Organizations face drastic funding cutbacks federally and from the state.

This is a time of deep fiscal uncertainty for arts organizations in the Philadelphia region and across the state.

The National Endowment for the Arts and the Pennsylvania Council on the Arts are trapped, like lost soldiers, in a budgetary no-man's land. Neither agency knows how much will be available for grants in fiscal 2012, and the particularly opaque budget posturing in Washington and Harrisburg makes it impossible even to guess.

This is particularly true in Pennsylvania, where Gov. Corbett proposed essentially flat funding for the state arts agency, after which the state House passed a budget bill that cut the grant budget nearly 70 percent, some of which the Senate now is seeking to restore.

"I'm kind of in limbo-land myself," said Jenny L. Hershour, managing director of Citizens for the Arts in Pennsylvania, an advocacy group.

Last month, the National Endowment for the Arts reported its latest round of grants to arts organizations, including 25 in Philadelphia that brought the city's total this fiscal year to 57 grants worth $1.68 million.

That compares to 2010's 68 grants worth $1.63 million, according to numbers supplied by the endowment. In other words, fairly steady.

Next year, however, will be another matter. No one in Washington has a clue how President Obama's proposed fiscal 2012 budget will play out, but few think Congress will seek more money for the arts endowment.

Obama has proposed cutting about 12.5 percent from overall endowment funding. But from arts organizations' perspective, that is misleading, because all the reductions will come from grant-making; administrative funding will increase.

Of the proposed $146.25 million endowment budget in 2012, $28 million would go for salaries and expenses in Washington, an increase of more than $1 million in those costs over 2011. According to Office of Management and Budget figures, the full endowment budget for 2011 is projected to be about $181 million.

The amount proposed for 2012 grant-making, however, has been slashed from what the OMB reports is $154 million this year to a proposed $118.2 million in fiscal 2012, a cut of about $35.8 million. And program funding would bear the brunt of the reduction, dropping almost 24 percent.

Victoria Hutter, an endowment spokeswoman, wrote in an e-mail that rising numbers of applications required substantial staff "to effectively and efficiently carry out the mission and responsibilities of the agency."

In Harrisburg, where lawmakers are in the midst of particularly complicated and fluid haggling, the state arts council seems like a mouse being trampled by elephants.

In his $27.3 billion budget, Corbett proposed essentially flat funding for the arts council: $9.2 million, or .03 percent of the whole.

That $9.2 million represents a decline of about 40 percent from the $15.2 million allocated in 2008.

But last month, the state House of Representatives passed a budget that stunned the arts community and even caught legislators by surprise.

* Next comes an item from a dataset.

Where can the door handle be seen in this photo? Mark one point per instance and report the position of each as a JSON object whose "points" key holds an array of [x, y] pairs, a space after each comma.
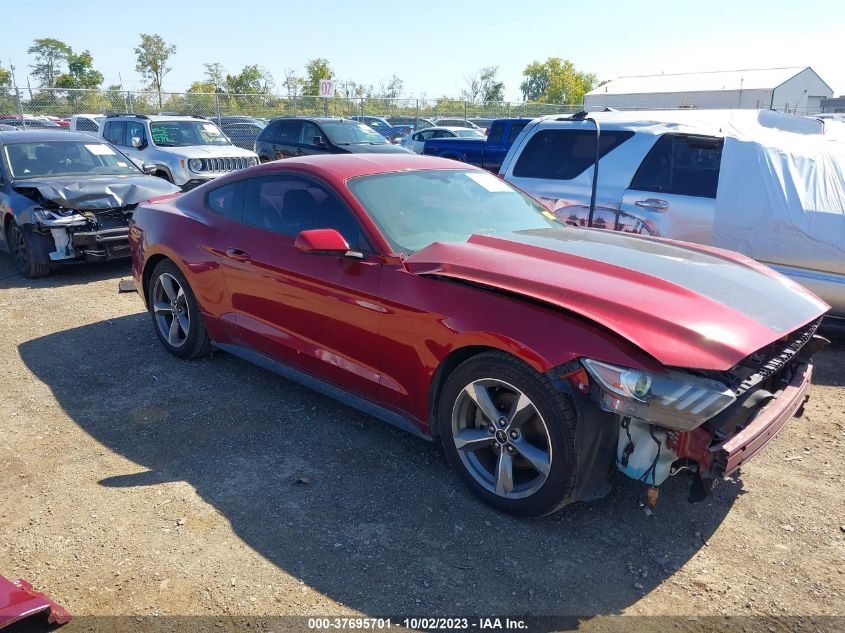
{"points": [[236, 253], [655, 204]]}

It called for a cut of nearly 70 percent in the arts council's grant-making budget, slashing program funds from $8.6 million to $2.5 million, which would place Pennsylvania's per-capita arts spending 46th out of the 50 states.

State senators have been meeting in private to address numerous issues with the House-passed budget, including arts council funding, and are expected to return an amended budget bill to the House, perhaps by the end of next week.

"The whole situation is kind of murky," said Chuck McIlhinney, a Republican state senator representing parts of Bucks and Montgomery Counties. He is one of several senators from both parties seeking to reverse the cuts.

"We're looking to restore some of these funds," he said. "Whether we can get it through with the governor and House on board, we'll have to see."

McIlhinney pointed out that Corbett and both Democratic and Republican Senate caucuses supported restoring funding - a reason for optimism, he said.

Meanwhile, arts advocates continue to make their case in Harrisburg and elsewhere in Pennsylvania.

Tom Kaiden, head of the Greater Philadelphia Cultural Alliance, has repeatedly pointed out that the arts generate about $2 billion in state economic activity annually. Arts-related spending, he says, produces about $280 million in state and local tax revenue every year.